For all the uncertainty ahead, one thing is clear—there is not one leader with enough backing to take over the country’s monstrous economic mess. Antonis Samaras of the New Democracy Party and Evangelos Venizelos of the PASOK are the best-known candidates. But neither leader is willing to step aside to share power in a broad coalition government, leading to speculation that an elected government will still need to appoint a neutral technocratic-style leader like Papademos to muddle through the economic crisis. “There are some who think keeping Papademos or a third person in power is the only answer,” says Emmanouilidis. “There are others who wish for a different kind of technocrat–someone weaker–to play to the parties. But a coalition dominated by tactics like that ultimately isn’t good for the Greek people.”
Samaras, who very much sees himself as the frontrunner, told the Greek newspaper Axia that it will likely take several rounds of voting to weed out the smaller parties and determine a true winner. “It’s blackmail to impose on a party that wins the election to govern with those who have lost,” he said. “That won’t just create a lack of governance, it will create a prolonged lack of governance, and that is exactly what we want to avoid.” But polls show that the New Democracy and PASOK parties combined would only get a third of the votes, which means negotiating with the smaller parties is inevitable.

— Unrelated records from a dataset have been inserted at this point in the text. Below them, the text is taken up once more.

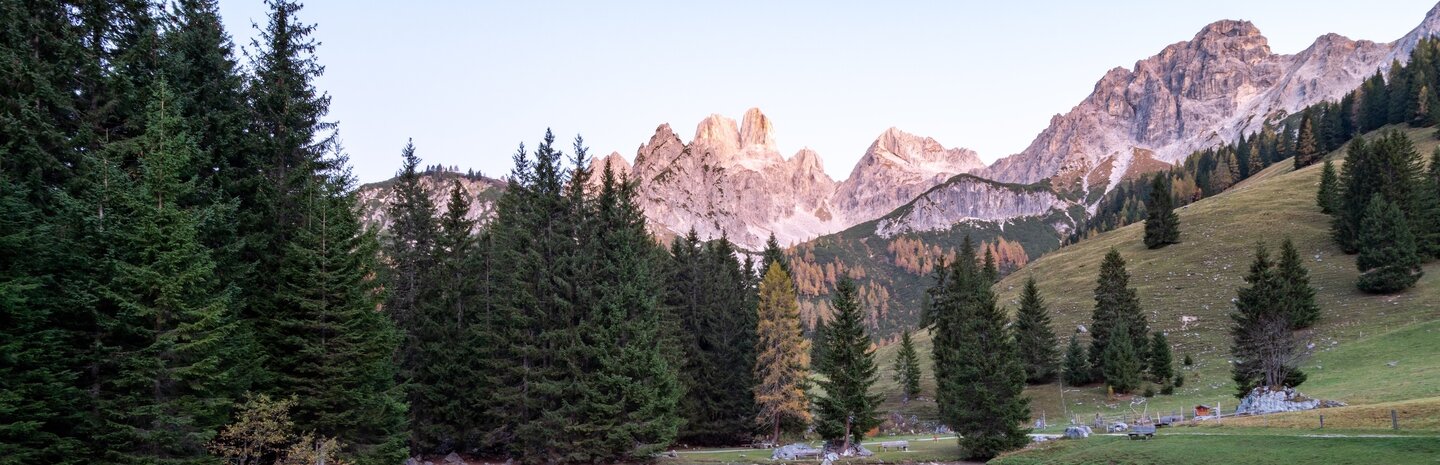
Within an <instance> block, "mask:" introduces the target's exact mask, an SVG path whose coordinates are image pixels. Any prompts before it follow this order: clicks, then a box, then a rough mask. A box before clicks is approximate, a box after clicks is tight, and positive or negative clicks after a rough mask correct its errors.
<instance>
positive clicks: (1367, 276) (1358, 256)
mask: <svg viewBox="0 0 1440 465" xmlns="http://www.w3.org/2000/svg"><path fill="white" fill-rule="evenodd" d="M1359 233H1361V235H1359V256H1358V258H1356V259H1355V268H1358V269H1359V271H1361V275H1359V281H1358V282H1356V286H1358V288H1359V289H1361V291H1365V292H1371V294H1390V292H1398V291H1404V289H1408V288H1410V286H1413V285H1416V281H1420V276H1421V275H1423V274H1424V272H1423V271H1421V269H1420V252H1418V249H1417V248H1416V238H1414V235H1413V233H1411V232H1410V225H1408V223H1407V222H1405V216H1404V213H1401V212H1400V207H1398V206H1395V204H1394V203H1390V202H1385V199H1384V197H1381V196H1380V194H1375V196H1374V197H1371V202H1369V207H1368V209H1367V210H1365V219H1364V222H1362V223H1361V229H1359Z"/></svg>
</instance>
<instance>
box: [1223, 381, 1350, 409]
mask: <svg viewBox="0 0 1440 465" xmlns="http://www.w3.org/2000/svg"><path fill="white" fill-rule="evenodd" d="M1344 405H1345V403H1344V402H1335V400H1319V399H1310V397H1306V396H1305V394H1300V393H1299V392H1296V390H1295V389H1293V387H1286V389H1280V390H1273V389H1269V387H1256V389H1254V390H1251V392H1250V393H1248V394H1246V397H1244V399H1240V406H1238V407H1236V415H1264V413H1280V412H1300V410H1313V409H1323V407H1338V406H1344Z"/></svg>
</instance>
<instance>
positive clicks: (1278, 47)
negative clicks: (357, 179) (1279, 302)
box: [219, 0, 1434, 183]
mask: <svg viewBox="0 0 1440 465" xmlns="http://www.w3.org/2000/svg"><path fill="white" fill-rule="evenodd" d="M219 4H220V14H222V17H223V22H225V24H226V29H228V30H229V33H230V35H232V37H233V39H235V43H236V45H239V46H243V48H251V39H252V37H253V36H255V29H253V24H256V23H258V24H262V26H264V23H265V16H266V7H265V4H264V1H261V0H219ZM1433 6H1434V4H1433V3H1428V1H1427V0H1365V1H1355V0H1335V1H1332V0H1300V1H1282V0H1266V1H1256V0H1204V1H1153V0H1151V1H539V0H537V1H465V0H455V1H374V0H308V1H305V7H304V10H301V13H300V19H301V20H302V22H307V23H315V24H317V29H315V37H317V39H318V40H320V42H321V46H320V48H318V50H317V55H318V59H320V62H321V63H323V65H324V66H325V73H324V76H321V78H320V79H317V86H318V88H320V89H323V91H325V92H328V94H330V95H331V98H333V101H331V107H330V118H331V119H334V121H338V122H340V137H341V140H343V143H344V147H346V151H347V153H348V154H350V160H351V164H353V166H354V173H356V176H359V177H360V181H363V183H369V181H379V180H384V179H389V177H392V176H393V174H395V171H396V170H397V168H399V166H400V158H399V154H400V148H402V147H403V145H405V143H406V140H409V138H413V141H415V145H416V154H418V155H420V158H423V160H425V164H444V166H458V167H459V168H461V170H462V171H464V170H467V168H474V170H477V171H481V173H484V174H487V176H492V177H500V176H504V174H505V173H508V170H510V157H511V154H514V151H516V147H517V145H518V144H520V143H526V145H528V147H534V144H536V143H537V141H539V140H540V137H541V135H543V134H544V131H546V128H550V130H553V131H554V134H556V137H557V140H560V141H563V143H564V144H563V145H564V147H566V153H570V150H569V147H570V141H572V140H573V138H575V135H576V134H579V135H583V138H585V144H586V145H588V147H589V148H590V150H589V153H590V154H592V155H595V157H603V155H606V154H609V153H612V151H618V153H619V154H622V155H625V158H628V160H632V161H634V157H635V151H636V148H638V147H639V145H641V144H644V143H645V141H648V140H649V137H651V135H652V134H654V132H655V128H657V127H658V125H660V124H662V122H670V125H671V127H672V128H674V130H675V132H677V134H680V135H681V137H683V138H684V140H685V141H688V140H690V138H691V137H693V135H694V128H696V125H697V124H698V122H700V121H701V119H703V118H704V117H706V115H710V114H721V115H726V117H730V118H734V119H740V117H742V115H743V114H744V111H746V109H747V108H752V107H755V108H760V109H762V111H763V112H765V114H766V115H768V117H770V121H772V122H773V127H775V140H776V143H778V144H779V150H780V153H782V154H785V155H786V157H791V155H793V154H795V151H798V150H801V148H804V147H809V148H812V150H815V151H816V153H819V155H821V158H822V160H824V166H825V171H827V173H829V176H831V177H834V179H835V180H842V179H845V177H848V176H850V170H851V168H852V167H854V164H855V161H857V160H858V158H860V157H861V155H864V151H865V148H867V147H870V143H873V141H874V140H876V137H877V135H880V134H881V132H883V131H884V130H886V128H890V127H897V128H900V130H903V131H907V132H912V134H919V135H926V137H933V138H935V140H937V141H940V143H942V144H945V145H946V147H968V148H972V150H975V151H978V153H979V155H981V158H984V160H985V161H986V163H991V161H994V160H996V158H1001V157H1005V155H1009V154H1014V153H1018V151H1021V150H1024V148H1025V145H1028V144H1030V141H1031V140H1032V138H1034V137H1035V134H1038V132H1040V131H1041V130H1044V128H1045V125H1047V124H1048V122H1050V118H1051V117H1053V115H1057V114H1063V112H1066V111H1068V109H1070V108H1073V107H1074V105H1076V104H1079V102H1080V101H1081V99H1084V98H1086V96H1087V95H1089V94H1090V91H1092V89H1093V88H1094V82H1096V81H1097V79H1100V76H1102V75H1104V72H1106V71H1109V69H1112V68H1116V66H1125V68H1132V66H1133V65H1135V62H1136V60H1140V59H1145V58H1148V56H1152V55H1155V53H1158V52H1159V50H1161V49H1164V48H1165V46H1166V45H1171V43H1175V42H1181V40H1188V39H1191V37H1194V35H1195V33H1197V32H1200V29H1201V27H1204V26H1205V24H1208V23H1211V22H1215V20H1220V19H1244V20H1250V22H1253V23H1254V24H1256V26H1257V27H1259V29H1260V32H1261V33H1263V35H1264V36H1266V37H1267V39H1269V40H1270V49H1272V50H1273V52H1277V53H1296V52H1299V50H1302V49H1305V48H1306V46H1309V45H1310V43H1312V42H1313V40H1315V37H1318V36H1320V35H1323V33H1329V32H1335V33H1339V35H1344V36H1346V37H1352V39H1369V40H1375V42H1390V40H1395V39H1398V37H1401V36H1404V35H1405V33H1407V32H1410V30H1411V29H1413V27H1416V26H1417V24H1420V22H1421V19H1424V14H1426V12H1428V10H1430V9H1431V7H1433ZM240 56H243V55H240ZM242 60H243V59H242Z"/></svg>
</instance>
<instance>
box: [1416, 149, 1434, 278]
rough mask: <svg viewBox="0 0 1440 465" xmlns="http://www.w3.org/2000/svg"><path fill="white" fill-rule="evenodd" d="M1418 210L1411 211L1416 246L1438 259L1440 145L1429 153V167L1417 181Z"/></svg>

Whoever wins, Emmanouilidis says he sees no sign that Greek voters want a government that will lead them out of the European Union despite the anger on the streets. Greece has been granted two massive bailouts from the European Union to try to solve their debt crisis, and many Greeks lament that they are being held hostage to countries like Germany, which has pressured Greece to pass harsh cuts to meet the strict rules attached to the EU’s bailout loans.
Dimitris Christoulas, the pensioner who took his life, summed up the sentiments of many in his chilling suicide note. “I see no other solution than this dignified end to my life, so I don’t find myself fishing through garbage cans for my sustenance. I believe that young people with no future will one day take up arms and hang the traitors of this country at Syntagma Square, just like the Italians did to Mussolini in 1945.”
Still, Emmanouilidis says, a large segment of the Greek population wants to stay within the EU and is ready to do what it takes, even if it means more austerity. “Being ‘ready to do what it takes’ is a big task,” he says. “But early polls show support for staying with a government that makes the EU requirements a priority. But of course anything could happen. Political logic does not always follow regular logic.”